Mr. Bannon and another unindicted co-conspirator discussed in text messages in 2018 and 2019 that Mr. Kolfage’s promise of not accepting a salary would help in fundraising, according to the indictment.
In reality, Mr. Kolfage received hundreds of thousands of dollars in compensation from We Build the Wall through concealed payments, prosecutors alleged. We Build the Wall transferred funds to third-party entities, including one controlled by Mr. Bannon, which in turn used a portion of the money to pay to Mr. Kolfage, they alleged.
In the related federal case, the Justice Department charged Messrs. Bannon and Kolfage and two other men with defrauding hundreds of thousands of donors.
Mr. Kolfage pleaded guilty to one count of conspiracy to commit wire fraud in that case. His lawyer didn’t have any immediate comment.
Mr. Bannon is the third person charged by the Manhattan district attorney’s office under state law while also being pardoned by Mr. Trump for similar alleged federal offenses. In 2019, Manhattan prosecutors charged former Trump campaign chairman Paul Manafort with state residential mortgage fraud. A state judge tossed the case. Mr. Trump pardoned Mr. Manafort for federal crimes in 2020.

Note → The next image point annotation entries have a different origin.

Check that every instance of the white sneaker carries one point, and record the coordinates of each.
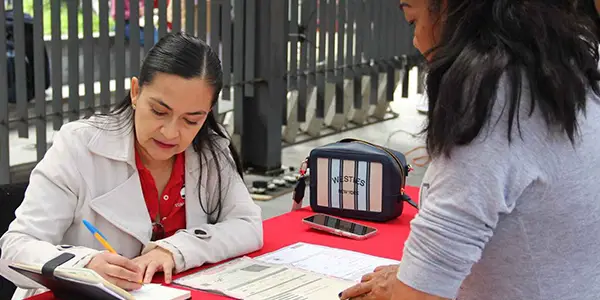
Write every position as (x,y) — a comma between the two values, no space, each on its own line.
(423,105)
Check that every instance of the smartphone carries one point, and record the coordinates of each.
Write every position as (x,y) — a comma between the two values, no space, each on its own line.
(339,227)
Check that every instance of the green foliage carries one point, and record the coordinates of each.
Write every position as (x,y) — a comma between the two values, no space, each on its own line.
(64,20)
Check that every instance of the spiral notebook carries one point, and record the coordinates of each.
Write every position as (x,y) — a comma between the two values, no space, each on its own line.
(81,283)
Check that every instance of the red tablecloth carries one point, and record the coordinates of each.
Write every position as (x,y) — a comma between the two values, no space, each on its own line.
(288,229)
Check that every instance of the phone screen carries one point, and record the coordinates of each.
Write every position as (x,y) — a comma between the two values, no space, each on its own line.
(335,223)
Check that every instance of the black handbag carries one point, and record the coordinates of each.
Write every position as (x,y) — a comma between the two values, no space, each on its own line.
(358,180)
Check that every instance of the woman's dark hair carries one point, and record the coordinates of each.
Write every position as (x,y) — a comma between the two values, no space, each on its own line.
(587,8)
(189,57)
(542,43)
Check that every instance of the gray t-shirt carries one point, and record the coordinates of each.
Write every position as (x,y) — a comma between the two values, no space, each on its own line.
(510,222)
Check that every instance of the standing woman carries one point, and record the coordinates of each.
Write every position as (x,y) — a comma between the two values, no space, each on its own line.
(510,204)
(157,177)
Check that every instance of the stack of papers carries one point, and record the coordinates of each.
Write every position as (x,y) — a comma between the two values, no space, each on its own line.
(298,272)
(344,264)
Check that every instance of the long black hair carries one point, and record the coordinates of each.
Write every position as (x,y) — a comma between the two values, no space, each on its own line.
(544,43)
(189,57)
(587,8)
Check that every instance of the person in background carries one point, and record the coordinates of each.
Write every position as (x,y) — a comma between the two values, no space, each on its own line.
(126,5)
(157,177)
(510,205)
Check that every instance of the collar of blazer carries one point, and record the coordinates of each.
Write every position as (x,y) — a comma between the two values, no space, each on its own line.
(114,139)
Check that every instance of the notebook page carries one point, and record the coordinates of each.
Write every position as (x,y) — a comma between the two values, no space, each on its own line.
(158,292)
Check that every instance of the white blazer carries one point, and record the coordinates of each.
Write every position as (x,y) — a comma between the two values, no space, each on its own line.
(90,174)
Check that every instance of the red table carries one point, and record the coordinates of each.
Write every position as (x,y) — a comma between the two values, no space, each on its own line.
(288,229)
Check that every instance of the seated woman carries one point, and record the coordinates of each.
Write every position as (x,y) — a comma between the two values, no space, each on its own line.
(158,177)
(510,205)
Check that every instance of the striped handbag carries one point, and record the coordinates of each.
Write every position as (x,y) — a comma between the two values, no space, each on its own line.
(359,180)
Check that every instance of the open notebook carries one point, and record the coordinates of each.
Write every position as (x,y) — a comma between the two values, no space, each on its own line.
(81,283)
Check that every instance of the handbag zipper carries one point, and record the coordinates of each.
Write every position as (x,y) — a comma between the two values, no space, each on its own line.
(398,163)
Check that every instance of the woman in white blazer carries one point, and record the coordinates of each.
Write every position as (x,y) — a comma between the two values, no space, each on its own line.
(109,170)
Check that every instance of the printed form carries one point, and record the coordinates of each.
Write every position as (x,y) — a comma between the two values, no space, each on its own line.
(344,264)
(246,278)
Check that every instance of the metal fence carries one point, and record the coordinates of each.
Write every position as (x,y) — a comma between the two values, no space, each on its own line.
(293,69)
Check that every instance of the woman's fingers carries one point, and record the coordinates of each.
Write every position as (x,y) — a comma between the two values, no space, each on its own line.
(356,290)
(150,270)
(123,262)
(367,277)
(122,273)
(168,272)
(125,284)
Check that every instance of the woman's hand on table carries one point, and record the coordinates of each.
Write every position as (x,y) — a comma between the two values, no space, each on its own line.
(374,286)
(117,270)
(156,260)
(383,284)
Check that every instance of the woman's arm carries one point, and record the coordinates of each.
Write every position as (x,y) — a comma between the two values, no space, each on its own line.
(239,230)
(48,208)
(462,200)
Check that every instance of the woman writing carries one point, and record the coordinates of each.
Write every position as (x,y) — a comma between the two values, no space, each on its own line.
(157,177)
(509,206)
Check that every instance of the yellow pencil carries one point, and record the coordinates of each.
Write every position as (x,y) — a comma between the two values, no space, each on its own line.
(105,243)
(99,236)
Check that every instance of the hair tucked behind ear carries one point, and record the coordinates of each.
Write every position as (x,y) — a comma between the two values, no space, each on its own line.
(544,42)
(189,57)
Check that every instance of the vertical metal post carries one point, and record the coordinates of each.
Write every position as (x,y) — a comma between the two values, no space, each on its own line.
(304,48)
(148,25)
(262,131)
(56,64)
(293,75)
(176,15)
(88,57)
(339,73)
(104,57)
(310,21)
(238,67)
(201,11)
(39,64)
(20,70)
(119,50)
(322,7)
(72,12)
(134,37)
(250,47)
(226,47)
(4,145)
(372,51)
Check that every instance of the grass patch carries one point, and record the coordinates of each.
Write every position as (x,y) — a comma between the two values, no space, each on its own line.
(64,20)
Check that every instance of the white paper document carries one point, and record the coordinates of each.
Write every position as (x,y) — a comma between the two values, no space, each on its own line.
(344,264)
(246,278)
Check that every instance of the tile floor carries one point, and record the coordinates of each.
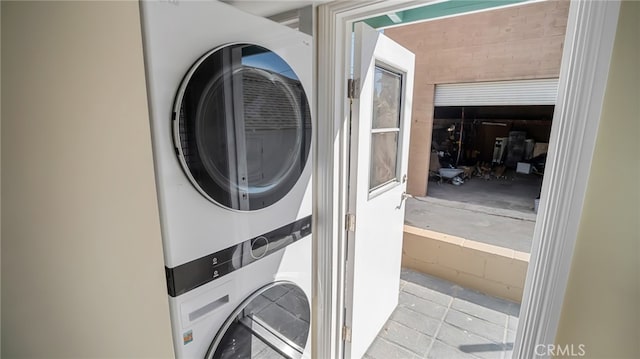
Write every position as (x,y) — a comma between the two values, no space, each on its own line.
(439,319)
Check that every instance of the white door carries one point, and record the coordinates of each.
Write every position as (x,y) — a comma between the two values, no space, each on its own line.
(381,119)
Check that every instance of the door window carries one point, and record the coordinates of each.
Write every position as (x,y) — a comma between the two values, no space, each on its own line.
(242,126)
(385,128)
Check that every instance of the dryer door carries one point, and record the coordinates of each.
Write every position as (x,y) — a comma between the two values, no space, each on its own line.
(271,323)
(242,126)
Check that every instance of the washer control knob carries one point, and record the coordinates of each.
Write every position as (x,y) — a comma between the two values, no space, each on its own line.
(259,247)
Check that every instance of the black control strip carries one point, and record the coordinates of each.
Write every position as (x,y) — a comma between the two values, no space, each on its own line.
(191,275)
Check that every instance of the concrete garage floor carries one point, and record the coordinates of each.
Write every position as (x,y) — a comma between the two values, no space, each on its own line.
(439,319)
(497,212)
(516,192)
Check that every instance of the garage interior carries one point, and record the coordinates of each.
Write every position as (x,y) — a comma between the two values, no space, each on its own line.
(490,155)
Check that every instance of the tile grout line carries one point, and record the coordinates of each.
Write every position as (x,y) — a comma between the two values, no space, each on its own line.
(435,334)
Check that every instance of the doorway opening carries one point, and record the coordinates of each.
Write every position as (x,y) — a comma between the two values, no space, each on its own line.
(470,222)
(586,56)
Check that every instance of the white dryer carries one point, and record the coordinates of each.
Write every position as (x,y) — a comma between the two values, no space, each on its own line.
(230,107)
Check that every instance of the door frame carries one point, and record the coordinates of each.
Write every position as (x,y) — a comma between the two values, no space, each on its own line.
(589,38)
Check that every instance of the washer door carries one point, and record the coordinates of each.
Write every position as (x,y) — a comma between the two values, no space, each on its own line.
(242,126)
(271,323)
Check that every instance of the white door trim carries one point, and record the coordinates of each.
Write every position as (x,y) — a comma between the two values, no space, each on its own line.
(588,44)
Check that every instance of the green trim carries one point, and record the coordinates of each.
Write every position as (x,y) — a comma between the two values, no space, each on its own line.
(446,8)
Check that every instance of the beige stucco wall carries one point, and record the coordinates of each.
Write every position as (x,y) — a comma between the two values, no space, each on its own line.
(522,42)
(82,268)
(602,303)
(493,270)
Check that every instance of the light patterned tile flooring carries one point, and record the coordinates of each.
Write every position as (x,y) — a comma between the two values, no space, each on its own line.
(438,319)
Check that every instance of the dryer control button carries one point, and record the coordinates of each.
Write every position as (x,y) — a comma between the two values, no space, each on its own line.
(259,247)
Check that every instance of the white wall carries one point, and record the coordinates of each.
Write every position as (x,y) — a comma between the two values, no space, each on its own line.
(602,304)
(82,269)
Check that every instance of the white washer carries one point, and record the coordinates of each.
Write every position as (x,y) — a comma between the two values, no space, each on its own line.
(229,99)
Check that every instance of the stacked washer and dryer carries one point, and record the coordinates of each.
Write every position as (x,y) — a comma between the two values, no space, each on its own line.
(229,99)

In 2021, Manhattan prosecutors charged former Trump ally Ken Kurson with cybercrimes, and he pleaded guilty to two misdemeanors earlier this year. In 2020, Brooklyn federal prosecutors had charged Mr. Kurson with cyberstalking three people, and Mr. Trump later pardoned him.
Separate from the New York case, Mr. Bannon is awaiting an Oct. 21 sentencing on contempt of Congress charges.
In a July 22 verdict, a federal jury in Washington said Mr. Bannon unlawfully defied a subpoena issued by the House committee investigating the Jan. 6, 2021, attack on the Capitol.